Photos by Starting Line Staff

March 15 marks National Equal Pay Day in America—the date that symbolizes how far into the calendar year women must work in order to earn what men earned in the previous year. While Equal Pay Day arrived earlier than it has in its 26-year history—a sign that progress is being made in pay fairness—the average woman working full-time still makes 83 cents to a typical man’s dollar.

Last year, Congress tried to do more to cement equal pay into law, but Senate Republicans, including Iowa’s Chuck Grassley and Joni Ernst, blocked the Paycheck Fairness Act from even being debated.

Grassley and Ernst never gave a reason for it, but Grassley did the same thing in 2010. That time, it was only two votes short of the necessary votes to allow it on the Senate floor.

The Paycheck Fairness Act would have increased the penalties for paying people differently based on sex and gender identity, as well as pregnancy and sexual orientation.

Though the Equal Pay Act of 1963 made it illegal for employers to pay women less for substantially equal work, gender-based wage discrimination still exists because of holes or places where the Equal Pay Act doesn’t go far enough. (The disparity for women of color actually increased recently compared to their white male counterparts.)

The Paycheck Fairness Act would cover those with increased penalties and stronger oversight. Those measures would put wage discrimination based on gender on the same level of severity as wage discrimination based on race or ethnicity.

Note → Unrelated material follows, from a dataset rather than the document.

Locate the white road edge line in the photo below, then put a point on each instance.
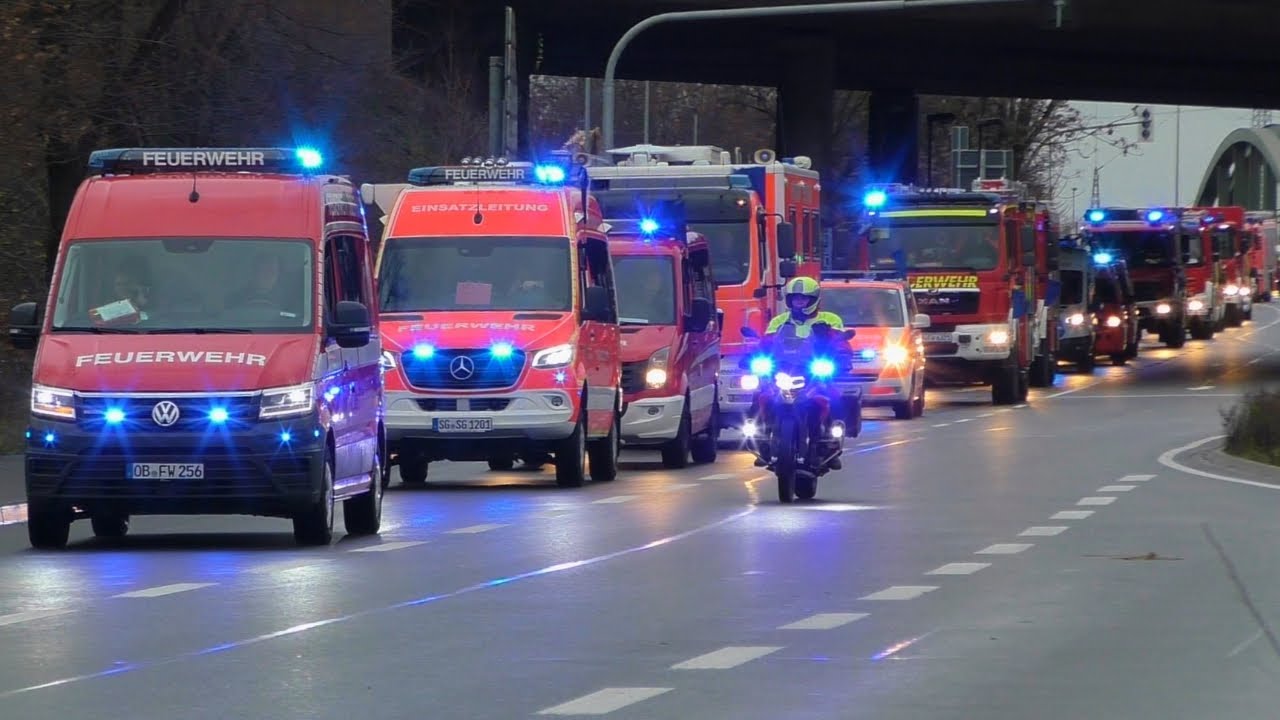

The existing law also has a defense for “factors other than sex” but the Paycheck Fairness Act would clarify those can only be a genuine job-related factor such as education, training or experience. It also says those factors won’t count if the employer didn’t try another strategy for the business that would have kept pay equal.

Importantly, the Paycheck Fairness Act would prohibit retaliation against employees who share information about their salaries, or who ask about others’.